Bladder stones


Bladder stones or bladder calculi are urine minerals that crystallize and form in the bladder. This is common when some urine remains in the bladder even after peeing. Untreated bladder stones can cause infections, bleeding, and urinating problems.
Large bladder stones may require treatment, while smaller stones may pass or dissolve on their own. Treatment options typically include medication, minimally invasive procedures, or surgery. Lifestyle changes may also be necessary.


Large bladder stones can irritate the bladder, causing significant pain, bleeding, and urination issues. While some may move through the body with pee and cause no symptoms. If a stone irritates the bladder wall or restricts the passage of urine, the following signs and symptoms may occur:

  • Intermittent pain in the lower abdomen
  • Pain or burning sensation when urinating
  • Frequent need to urinate
  • Difficulty urinating
  • Interrupted urine flow
  • Changes in urine color, such as blood on pee, and murky or dark urine
  • Recurring urinary tract infection


Bladder stones develop when urine remains in the bladder for an extended period. Urine becomes concentrated as it sits in the bladder for a long time, then crystallizes and becomes stones.
Bladder stones can be caused by foreign materials in the bladder. Certain infections can also result in bladder stones. Bladder stone formation can occur due to an underlying disorder that affects the bladder’s ability to contain, store, or remove urine.
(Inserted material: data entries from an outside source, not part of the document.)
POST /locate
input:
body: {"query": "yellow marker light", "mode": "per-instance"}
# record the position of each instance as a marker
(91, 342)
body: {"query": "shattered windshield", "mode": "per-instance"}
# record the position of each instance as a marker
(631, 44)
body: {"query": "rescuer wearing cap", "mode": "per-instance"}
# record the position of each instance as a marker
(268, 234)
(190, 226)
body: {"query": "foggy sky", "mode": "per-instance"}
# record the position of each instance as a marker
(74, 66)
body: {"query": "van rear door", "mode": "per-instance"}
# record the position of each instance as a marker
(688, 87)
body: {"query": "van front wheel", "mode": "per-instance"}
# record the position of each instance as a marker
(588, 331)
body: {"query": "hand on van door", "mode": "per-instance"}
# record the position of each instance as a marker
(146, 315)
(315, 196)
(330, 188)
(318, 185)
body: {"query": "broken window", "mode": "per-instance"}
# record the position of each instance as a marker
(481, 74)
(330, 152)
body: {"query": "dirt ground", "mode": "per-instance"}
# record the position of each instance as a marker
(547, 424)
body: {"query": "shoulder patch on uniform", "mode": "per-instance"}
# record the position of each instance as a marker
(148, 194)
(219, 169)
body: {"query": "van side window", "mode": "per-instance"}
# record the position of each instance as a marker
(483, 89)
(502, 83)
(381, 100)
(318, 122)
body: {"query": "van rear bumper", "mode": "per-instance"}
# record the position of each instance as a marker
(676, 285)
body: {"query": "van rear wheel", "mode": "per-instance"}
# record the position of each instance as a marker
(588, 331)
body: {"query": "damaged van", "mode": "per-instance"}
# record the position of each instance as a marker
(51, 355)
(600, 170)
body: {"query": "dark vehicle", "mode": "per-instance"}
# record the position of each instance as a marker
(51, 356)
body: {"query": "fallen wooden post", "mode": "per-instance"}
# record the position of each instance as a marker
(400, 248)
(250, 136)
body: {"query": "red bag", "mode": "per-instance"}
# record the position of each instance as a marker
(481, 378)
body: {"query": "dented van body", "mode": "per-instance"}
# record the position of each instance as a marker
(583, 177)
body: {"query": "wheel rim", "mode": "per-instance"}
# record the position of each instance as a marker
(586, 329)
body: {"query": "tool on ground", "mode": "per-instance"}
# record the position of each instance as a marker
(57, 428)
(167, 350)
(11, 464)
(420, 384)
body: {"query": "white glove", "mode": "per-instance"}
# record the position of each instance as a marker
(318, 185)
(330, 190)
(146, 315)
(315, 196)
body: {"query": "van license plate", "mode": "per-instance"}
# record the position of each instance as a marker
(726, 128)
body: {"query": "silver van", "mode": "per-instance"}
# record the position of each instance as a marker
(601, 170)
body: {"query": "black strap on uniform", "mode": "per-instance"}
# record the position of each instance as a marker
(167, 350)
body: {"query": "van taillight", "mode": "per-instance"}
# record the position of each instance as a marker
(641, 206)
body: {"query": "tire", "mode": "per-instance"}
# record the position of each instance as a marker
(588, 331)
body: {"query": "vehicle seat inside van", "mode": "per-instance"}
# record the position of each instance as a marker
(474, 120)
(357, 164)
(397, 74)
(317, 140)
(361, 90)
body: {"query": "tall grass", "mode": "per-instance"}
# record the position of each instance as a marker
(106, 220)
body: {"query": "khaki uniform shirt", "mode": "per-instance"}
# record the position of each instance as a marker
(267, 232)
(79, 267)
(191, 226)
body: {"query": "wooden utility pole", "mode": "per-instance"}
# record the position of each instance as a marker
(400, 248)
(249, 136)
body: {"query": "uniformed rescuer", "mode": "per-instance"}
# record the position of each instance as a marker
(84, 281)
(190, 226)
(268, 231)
Several factors and conditions can cause bladder stones, such as:

  • Prostate gland enlargement: An enlarged prostate can block urine flow, preventing the bladder from entirely emptying. As men age, the prostate can enlarge or benign prostatic hyperplasia (BPH) my occur, putting pressure on the urethra making it difficult to entirely empty the bladder.
  • Nerve damage: Neurogenic bladder can occur because of a stroke, spinal cord injury, or other medical condition that prevents the bladder from tightening or relaxing, and emptying entirely. People with neurogenic bladder frequently require the use of a catheter to drain their bladder. Catheters cannot always drain all the pee.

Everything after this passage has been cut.